The first half of the movie is full of dialogues and plans constantly being schemed. But even then it becomes obvious that a high budget was at disposal which can be seen in the beautiful sets and the well done directing. The 45-minute long showdown at the end is in fact a nice action fest, but even here it has to be pointed out that the fights aren't really breathtaking. Everything is rather simple and realistic in tone despite a few impressive explosions, and the finale strongly reminds us of the aforementioned "Azumi", which was a whole lot more entertaining and actionloaden in this respect, though.
Takashi Miike is a master of shocking cinema but in this movie he is allowed to prove this in one scene only, in which the fate of a woman whose
hands and feet have been cut off by Naritsugu is shown. Apart from that there is only a savage standing out from the rest of the film, who the
samurai run into during their trip through a forest and who becomes the last one of the group. Apparently, he is some sort of forest spirit/god.

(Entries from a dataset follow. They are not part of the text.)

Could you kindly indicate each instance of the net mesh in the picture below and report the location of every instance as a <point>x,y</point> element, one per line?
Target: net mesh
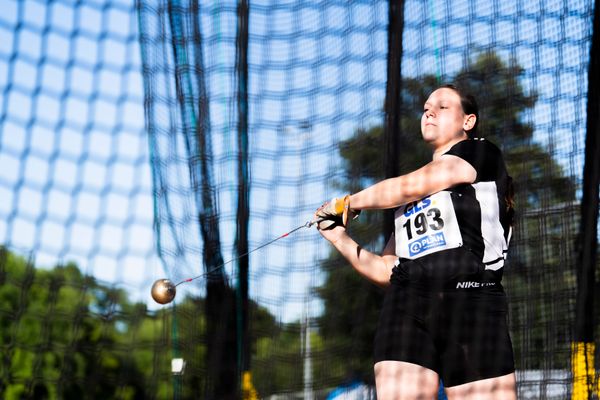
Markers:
<point>118,166</point>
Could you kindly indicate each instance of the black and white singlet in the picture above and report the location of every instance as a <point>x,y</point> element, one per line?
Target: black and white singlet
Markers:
<point>473,216</point>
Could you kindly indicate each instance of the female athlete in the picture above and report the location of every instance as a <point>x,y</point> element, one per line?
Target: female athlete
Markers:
<point>444,313</point>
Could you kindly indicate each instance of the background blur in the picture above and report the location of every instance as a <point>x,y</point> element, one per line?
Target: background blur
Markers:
<point>154,139</point>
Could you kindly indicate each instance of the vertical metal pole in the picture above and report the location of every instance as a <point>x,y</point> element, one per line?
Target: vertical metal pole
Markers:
<point>391,130</point>
<point>243,339</point>
<point>584,375</point>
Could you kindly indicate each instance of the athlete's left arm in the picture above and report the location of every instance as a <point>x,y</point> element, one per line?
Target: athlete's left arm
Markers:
<point>441,173</point>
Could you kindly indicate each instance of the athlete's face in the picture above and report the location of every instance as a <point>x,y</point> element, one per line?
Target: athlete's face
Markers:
<point>443,119</point>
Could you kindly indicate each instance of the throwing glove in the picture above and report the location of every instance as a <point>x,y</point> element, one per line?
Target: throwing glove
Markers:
<point>338,208</point>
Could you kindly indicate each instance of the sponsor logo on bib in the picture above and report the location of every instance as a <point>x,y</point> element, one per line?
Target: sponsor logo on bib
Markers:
<point>426,243</point>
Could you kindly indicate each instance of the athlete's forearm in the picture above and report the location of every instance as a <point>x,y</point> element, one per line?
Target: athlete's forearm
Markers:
<point>371,266</point>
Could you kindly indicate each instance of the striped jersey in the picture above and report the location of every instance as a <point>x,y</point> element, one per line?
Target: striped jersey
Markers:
<point>474,216</point>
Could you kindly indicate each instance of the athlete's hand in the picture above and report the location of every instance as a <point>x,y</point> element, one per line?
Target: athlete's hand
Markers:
<point>337,207</point>
<point>331,229</point>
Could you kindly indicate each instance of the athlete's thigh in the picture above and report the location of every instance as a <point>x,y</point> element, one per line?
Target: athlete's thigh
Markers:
<point>399,380</point>
<point>499,388</point>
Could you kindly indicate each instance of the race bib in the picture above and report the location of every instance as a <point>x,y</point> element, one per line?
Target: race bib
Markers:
<point>427,226</point>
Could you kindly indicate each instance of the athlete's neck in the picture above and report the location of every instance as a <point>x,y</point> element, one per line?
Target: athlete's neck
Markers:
<point>440,150</point>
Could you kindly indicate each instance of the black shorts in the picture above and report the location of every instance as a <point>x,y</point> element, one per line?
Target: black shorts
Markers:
<point>458,330</point>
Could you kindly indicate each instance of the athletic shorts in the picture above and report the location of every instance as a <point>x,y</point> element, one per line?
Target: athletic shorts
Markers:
<point>457,329</point>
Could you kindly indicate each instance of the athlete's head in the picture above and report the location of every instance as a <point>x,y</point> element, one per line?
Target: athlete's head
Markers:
<point>449,113</point>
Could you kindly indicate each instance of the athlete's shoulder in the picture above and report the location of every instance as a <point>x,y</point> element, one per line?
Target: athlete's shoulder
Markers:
<point>476,144</point>
<point>484,156</point>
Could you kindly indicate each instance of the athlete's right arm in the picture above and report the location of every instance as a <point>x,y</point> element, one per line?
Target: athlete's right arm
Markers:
<point>376,268</point>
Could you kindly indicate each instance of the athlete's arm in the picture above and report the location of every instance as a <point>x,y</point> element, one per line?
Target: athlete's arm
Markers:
<point>376,268</point>
<point>441,173</point>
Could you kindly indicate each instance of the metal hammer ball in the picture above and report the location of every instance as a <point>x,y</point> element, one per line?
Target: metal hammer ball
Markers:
<point>163,291</point>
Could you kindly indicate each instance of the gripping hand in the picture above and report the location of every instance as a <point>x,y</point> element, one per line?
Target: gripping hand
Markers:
<point>336,208</point>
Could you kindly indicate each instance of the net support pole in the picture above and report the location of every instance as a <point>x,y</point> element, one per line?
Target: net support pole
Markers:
<point>585,381</point>
<point>243,211</point>
<point>391,134</point>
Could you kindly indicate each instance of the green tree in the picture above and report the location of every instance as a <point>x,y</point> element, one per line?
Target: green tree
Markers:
<point>351,304</point>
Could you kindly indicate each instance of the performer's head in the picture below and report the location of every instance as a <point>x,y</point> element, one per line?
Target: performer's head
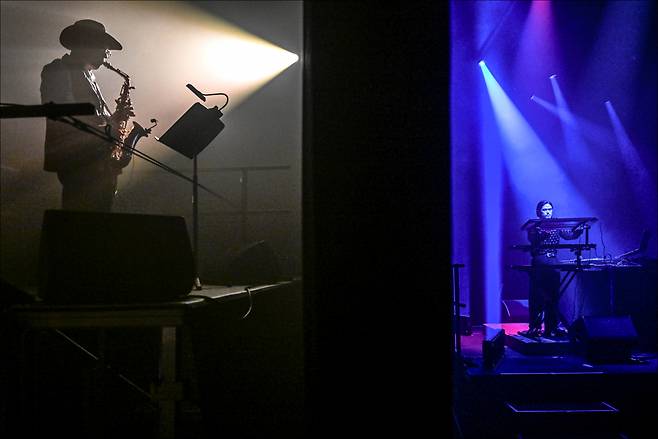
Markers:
<point>88,42</point>
<point>544,209</point>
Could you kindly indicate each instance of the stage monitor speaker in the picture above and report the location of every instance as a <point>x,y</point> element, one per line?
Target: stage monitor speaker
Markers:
<point>516,310</point>
<point>253,264</point>
<point>605,338</point>
<point>493,347</point>
<point>113,258</point>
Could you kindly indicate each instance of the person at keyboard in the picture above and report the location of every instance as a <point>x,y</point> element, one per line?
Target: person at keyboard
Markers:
<point>544,279</point>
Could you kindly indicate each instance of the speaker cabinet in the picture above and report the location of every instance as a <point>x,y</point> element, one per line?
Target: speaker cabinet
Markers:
<point>113,258</point>
<point>605,339</point>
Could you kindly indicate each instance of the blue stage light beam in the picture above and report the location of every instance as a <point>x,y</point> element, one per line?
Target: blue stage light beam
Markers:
<point>533,174</point>
<point>637,172</point>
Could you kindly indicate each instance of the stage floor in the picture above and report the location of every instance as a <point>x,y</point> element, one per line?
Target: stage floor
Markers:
<point>522,355</point>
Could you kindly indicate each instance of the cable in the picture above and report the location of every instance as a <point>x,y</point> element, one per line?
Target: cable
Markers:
<point>251,303</point>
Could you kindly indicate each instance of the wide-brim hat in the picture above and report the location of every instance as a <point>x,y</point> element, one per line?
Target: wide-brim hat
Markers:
<point>88,33</point>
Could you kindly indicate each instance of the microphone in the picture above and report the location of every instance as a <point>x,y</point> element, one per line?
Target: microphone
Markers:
<point>196,92</point>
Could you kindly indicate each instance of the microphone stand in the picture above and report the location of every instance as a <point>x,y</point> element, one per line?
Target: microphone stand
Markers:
<point>189,135</point>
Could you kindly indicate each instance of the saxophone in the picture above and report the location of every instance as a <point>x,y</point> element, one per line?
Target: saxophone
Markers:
<point>122,151</point>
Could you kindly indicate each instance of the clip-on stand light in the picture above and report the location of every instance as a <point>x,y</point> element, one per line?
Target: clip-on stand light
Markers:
<point>190,135</point>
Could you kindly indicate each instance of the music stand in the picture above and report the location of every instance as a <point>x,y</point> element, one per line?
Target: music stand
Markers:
<point>190,135</point>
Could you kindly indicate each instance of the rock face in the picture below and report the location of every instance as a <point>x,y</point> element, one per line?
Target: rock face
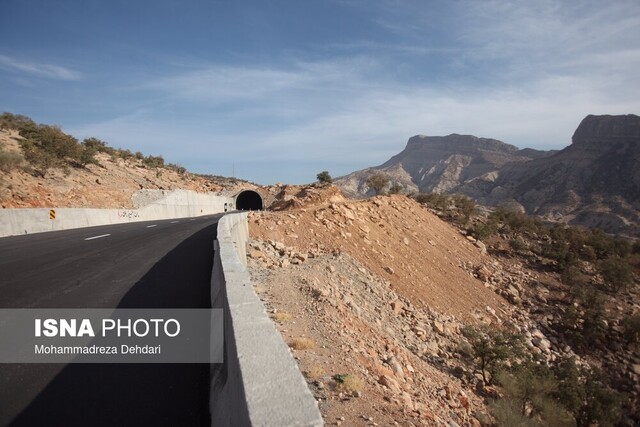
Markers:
<point>594,182</point>
<point>440,163</point>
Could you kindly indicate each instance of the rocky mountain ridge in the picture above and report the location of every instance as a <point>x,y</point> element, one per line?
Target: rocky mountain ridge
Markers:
<point>595,181</point>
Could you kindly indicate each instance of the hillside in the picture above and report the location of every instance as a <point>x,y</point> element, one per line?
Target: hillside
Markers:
<point>376,299</point>
<point>592,182</point>
<point>440,163</point>
<point>107,178</point>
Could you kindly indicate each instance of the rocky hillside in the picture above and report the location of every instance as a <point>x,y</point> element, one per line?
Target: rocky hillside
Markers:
<point>41,166</point>
<point>388,310</point>
<point>440,163</point>
<point>594,182</point>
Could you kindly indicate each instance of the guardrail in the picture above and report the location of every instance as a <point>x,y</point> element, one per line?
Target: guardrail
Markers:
<point>259,383</point>
<point>174,204</point>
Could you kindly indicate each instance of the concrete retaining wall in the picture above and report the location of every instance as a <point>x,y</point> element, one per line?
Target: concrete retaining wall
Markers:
<point>174,204</point>
<point>259,383</point>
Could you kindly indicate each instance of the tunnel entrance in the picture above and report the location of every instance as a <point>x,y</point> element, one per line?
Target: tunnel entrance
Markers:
<point>248,200</point>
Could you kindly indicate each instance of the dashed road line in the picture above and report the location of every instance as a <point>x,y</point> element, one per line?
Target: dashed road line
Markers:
<point>97,237</point>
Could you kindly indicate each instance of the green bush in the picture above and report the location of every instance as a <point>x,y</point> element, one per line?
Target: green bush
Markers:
<point>154,161</point>
<point>181,170</point>
<point>516,221</point>
<point>631,326</point>
<point>616,272</point>
<point>377,182</point>
<point>436,201</point>
<point>15,121</point>
<point>396,188</point>
<point>324,178</point>
<point>492,347</point>
<point>482,231</point>
<point>528,398</point>
<point>9,161</point>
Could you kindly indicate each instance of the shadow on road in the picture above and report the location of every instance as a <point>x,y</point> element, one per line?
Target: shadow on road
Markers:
<point>139,394</point>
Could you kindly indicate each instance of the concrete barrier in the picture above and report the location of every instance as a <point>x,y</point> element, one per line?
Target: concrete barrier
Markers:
<point>174,204</point>
<point>259,383</point>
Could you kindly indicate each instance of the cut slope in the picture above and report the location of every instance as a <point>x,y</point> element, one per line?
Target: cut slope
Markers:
<point>111,184</point>
<point>421,256</point>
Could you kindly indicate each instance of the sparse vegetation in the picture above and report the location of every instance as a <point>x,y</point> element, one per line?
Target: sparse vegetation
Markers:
<point>314,372</point>
<point>528,398</point>
<point>45,147</point>
<point>9,161</point>
<point>377,182</point>
<point>302,343</point>
<point>631,325</point>
<point>616,272</point>
<point>492,348</point>
<point>324,178</point>
<point>153,162</point>
<point>281,317</point>
<point>457,208</point>
<point>396,188</point>
<point>348,383</point>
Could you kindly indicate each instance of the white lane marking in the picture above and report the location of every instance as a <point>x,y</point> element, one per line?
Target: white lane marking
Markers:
<point>97,237</point>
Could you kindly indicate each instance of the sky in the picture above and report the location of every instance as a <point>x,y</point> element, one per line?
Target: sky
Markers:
<point>279,90</point>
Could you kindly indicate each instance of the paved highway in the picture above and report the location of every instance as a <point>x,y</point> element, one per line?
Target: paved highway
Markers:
<point>159,264</point>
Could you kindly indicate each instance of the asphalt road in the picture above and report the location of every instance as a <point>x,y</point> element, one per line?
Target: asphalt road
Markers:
<point>159,264</point>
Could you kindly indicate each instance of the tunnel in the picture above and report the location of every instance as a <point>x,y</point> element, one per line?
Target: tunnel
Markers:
<point>248,200</point>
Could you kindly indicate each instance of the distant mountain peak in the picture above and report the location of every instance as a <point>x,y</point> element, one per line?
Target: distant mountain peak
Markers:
<point>597,131</point>
<point>595,181</point>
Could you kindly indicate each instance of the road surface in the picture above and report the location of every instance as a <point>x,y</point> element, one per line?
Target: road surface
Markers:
<point>158,264</point>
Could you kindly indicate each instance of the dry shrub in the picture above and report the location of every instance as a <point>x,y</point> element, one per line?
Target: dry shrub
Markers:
<point>349,383</point>
<point>281,317</point>
<point>302,344</point>
<point>314,372</point>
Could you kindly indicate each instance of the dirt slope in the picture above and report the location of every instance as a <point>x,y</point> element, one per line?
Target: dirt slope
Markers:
<point>111,184</point>
<point>422,257</point>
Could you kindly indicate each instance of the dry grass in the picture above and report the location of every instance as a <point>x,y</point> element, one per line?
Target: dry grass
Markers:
<point>281,317</point>
<point>314,372</point>
<point>350,384</point>
<point>302,344</point>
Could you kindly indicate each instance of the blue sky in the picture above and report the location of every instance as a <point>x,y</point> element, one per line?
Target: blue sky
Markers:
<point>285,89</point>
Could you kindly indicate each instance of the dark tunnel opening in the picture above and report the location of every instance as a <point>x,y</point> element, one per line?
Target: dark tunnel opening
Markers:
<point>248,200</point>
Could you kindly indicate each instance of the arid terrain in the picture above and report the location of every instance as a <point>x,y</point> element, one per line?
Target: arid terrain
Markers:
<point>372,296</point>
<point>110,183</point>
<point>420,310</point>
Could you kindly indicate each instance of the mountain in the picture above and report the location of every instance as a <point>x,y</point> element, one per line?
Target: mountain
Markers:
<point>41,166</point>
<point>440,163</point>
<point>595,181</point>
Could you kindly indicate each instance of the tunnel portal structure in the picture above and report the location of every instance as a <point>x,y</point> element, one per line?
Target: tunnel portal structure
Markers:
<point>249,200</point>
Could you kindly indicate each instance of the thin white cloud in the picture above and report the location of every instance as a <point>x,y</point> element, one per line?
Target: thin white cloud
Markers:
<point>551,64</point>
<point>50,71</point>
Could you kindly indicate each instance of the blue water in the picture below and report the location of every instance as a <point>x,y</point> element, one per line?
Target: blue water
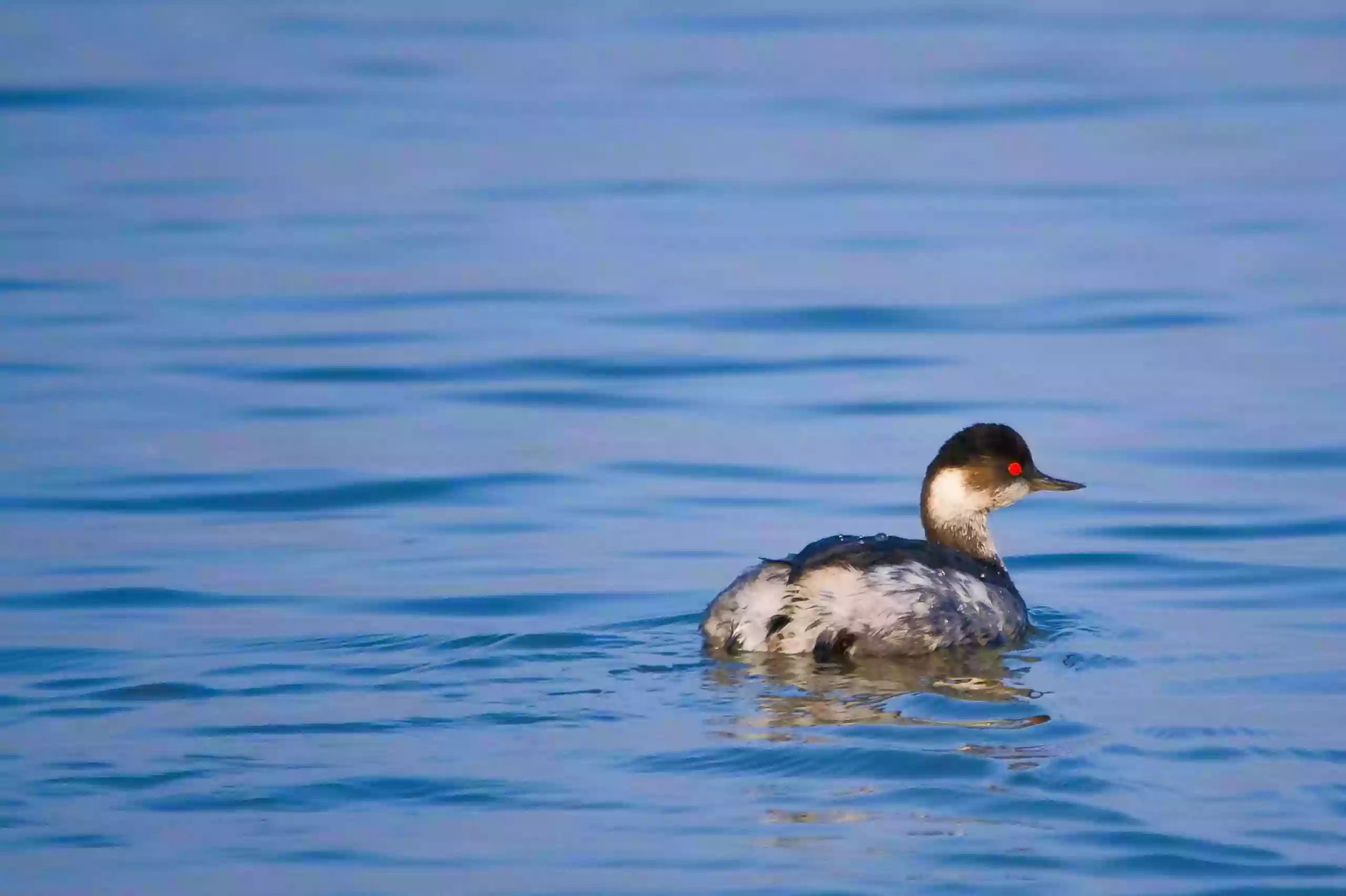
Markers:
<point>387,389</point>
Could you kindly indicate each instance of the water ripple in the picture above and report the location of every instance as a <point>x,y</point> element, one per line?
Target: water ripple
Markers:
<point>374,493</point>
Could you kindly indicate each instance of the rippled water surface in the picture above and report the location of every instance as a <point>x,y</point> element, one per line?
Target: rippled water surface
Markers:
<point>387,389</point>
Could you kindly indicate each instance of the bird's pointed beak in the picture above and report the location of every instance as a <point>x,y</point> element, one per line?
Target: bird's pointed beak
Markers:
<point>1042,482</point>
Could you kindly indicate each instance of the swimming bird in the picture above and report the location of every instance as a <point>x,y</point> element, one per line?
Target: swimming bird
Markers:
<point>851,596</point>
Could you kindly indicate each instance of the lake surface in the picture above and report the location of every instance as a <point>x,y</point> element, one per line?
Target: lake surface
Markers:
<point>388,388</point>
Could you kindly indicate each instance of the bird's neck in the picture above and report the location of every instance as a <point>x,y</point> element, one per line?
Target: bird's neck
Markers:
<point>956,517</point>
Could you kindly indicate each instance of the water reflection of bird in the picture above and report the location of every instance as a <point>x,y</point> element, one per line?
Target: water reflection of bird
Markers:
<point>805,693</point>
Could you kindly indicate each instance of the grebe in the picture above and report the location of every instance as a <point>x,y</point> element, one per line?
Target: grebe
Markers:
<point>886,596</point>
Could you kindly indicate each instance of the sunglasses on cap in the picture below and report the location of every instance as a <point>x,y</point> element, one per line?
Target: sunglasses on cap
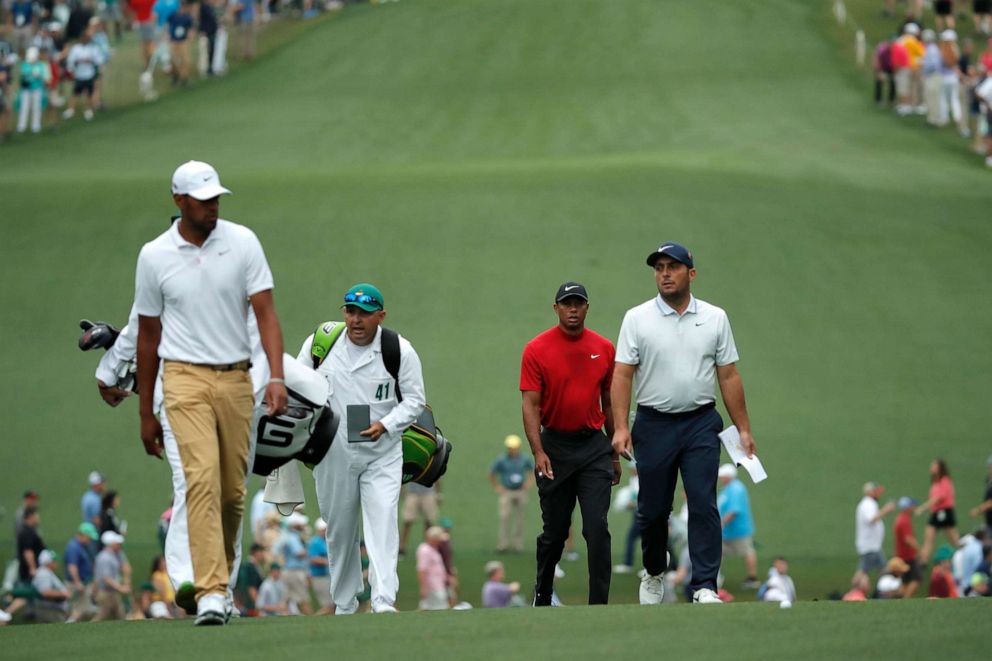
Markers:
<point>365,299</point>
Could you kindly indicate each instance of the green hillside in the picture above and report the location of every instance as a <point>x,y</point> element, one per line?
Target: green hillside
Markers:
<point>470,155</point>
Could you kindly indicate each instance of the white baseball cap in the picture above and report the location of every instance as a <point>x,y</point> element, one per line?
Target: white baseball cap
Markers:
<point>888,583</point>
<point>197,179</point>
<point>110,537</point>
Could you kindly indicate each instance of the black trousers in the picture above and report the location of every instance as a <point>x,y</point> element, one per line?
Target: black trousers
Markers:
<point>583,471</point>
<point>664,445</point>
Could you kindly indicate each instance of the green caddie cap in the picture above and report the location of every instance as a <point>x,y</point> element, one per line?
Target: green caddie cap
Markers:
<point>364,296</point>
<point>89,530</point>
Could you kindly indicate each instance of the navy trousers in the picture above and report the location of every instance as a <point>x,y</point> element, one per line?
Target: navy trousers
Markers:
<point>666,444</point>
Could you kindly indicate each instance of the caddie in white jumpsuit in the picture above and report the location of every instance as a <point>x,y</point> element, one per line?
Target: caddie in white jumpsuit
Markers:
<point>364,478</point>
<point>110,372</point>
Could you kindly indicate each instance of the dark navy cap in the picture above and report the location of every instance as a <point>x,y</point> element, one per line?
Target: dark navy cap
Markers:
<point>676,251</point>
<point>571,289</point>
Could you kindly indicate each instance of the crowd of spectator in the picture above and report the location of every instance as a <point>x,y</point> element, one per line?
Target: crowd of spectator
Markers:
<point>286,570</point>
<point>936,72</point>
<point>96,577</point>
<point>960,567</point>
<point>55,54</point>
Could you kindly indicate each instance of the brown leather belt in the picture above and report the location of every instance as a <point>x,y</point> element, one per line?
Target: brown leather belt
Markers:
<point>241,366</point>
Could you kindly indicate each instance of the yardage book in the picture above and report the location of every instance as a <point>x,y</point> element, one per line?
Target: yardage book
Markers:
<point>732,442</point>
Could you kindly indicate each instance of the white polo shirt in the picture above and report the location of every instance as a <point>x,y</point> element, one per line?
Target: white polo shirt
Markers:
<point>868,535</point>
<point>201,292</point>
<point>676,355</point>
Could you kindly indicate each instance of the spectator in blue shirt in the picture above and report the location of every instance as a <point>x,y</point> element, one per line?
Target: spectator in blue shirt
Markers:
<point>738,524</point>
<point>92,504</point>
<point>296,563</point>
<point>320,576</point>
<point>79,571</point>
<point>511,476</point>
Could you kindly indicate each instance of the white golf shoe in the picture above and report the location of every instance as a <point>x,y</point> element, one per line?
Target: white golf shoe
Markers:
<point>210,610</point>
<point>705,596</point>
<point>652,590</point>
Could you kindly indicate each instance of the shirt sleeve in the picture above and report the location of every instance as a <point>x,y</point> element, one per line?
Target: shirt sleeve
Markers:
<point>530,371</point>
<point>147,290</point>
<point>411,384</point>
<point>258,276</point>
<point>627,351</point>
<point>726,349</point>
<point>611,354</point>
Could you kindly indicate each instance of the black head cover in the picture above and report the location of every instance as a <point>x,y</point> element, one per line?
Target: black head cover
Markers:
<point>97,335</point>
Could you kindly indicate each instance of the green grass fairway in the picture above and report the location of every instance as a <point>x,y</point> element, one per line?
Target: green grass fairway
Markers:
<point>743,631</point>
<point>468,156</point>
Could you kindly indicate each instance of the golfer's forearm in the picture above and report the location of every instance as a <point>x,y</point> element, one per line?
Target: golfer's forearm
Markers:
<point>269,330</point>
<point>732,390</point>
<point>620,396</point>
<point>531,410</point>
<point>149,336</point>
<point>608,426</point>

Other than that "13 Assassins" is actually a rather commercial samurai film which carries not much of Miike's handwriting, although it has to be
admitted that it is pretty difficult to say how this handwriting is supposed to look like with a director that is at home in any genre.
Those who lower their high expectations stirred up by so-called "respected critics" will undoubtfully have a fun ride with "13 Assassins". Nice directing, good action with old-school samurai style wrapped in a modern cinematic exterior guarantees good entertainment, which only lacks the necessary drama a bit.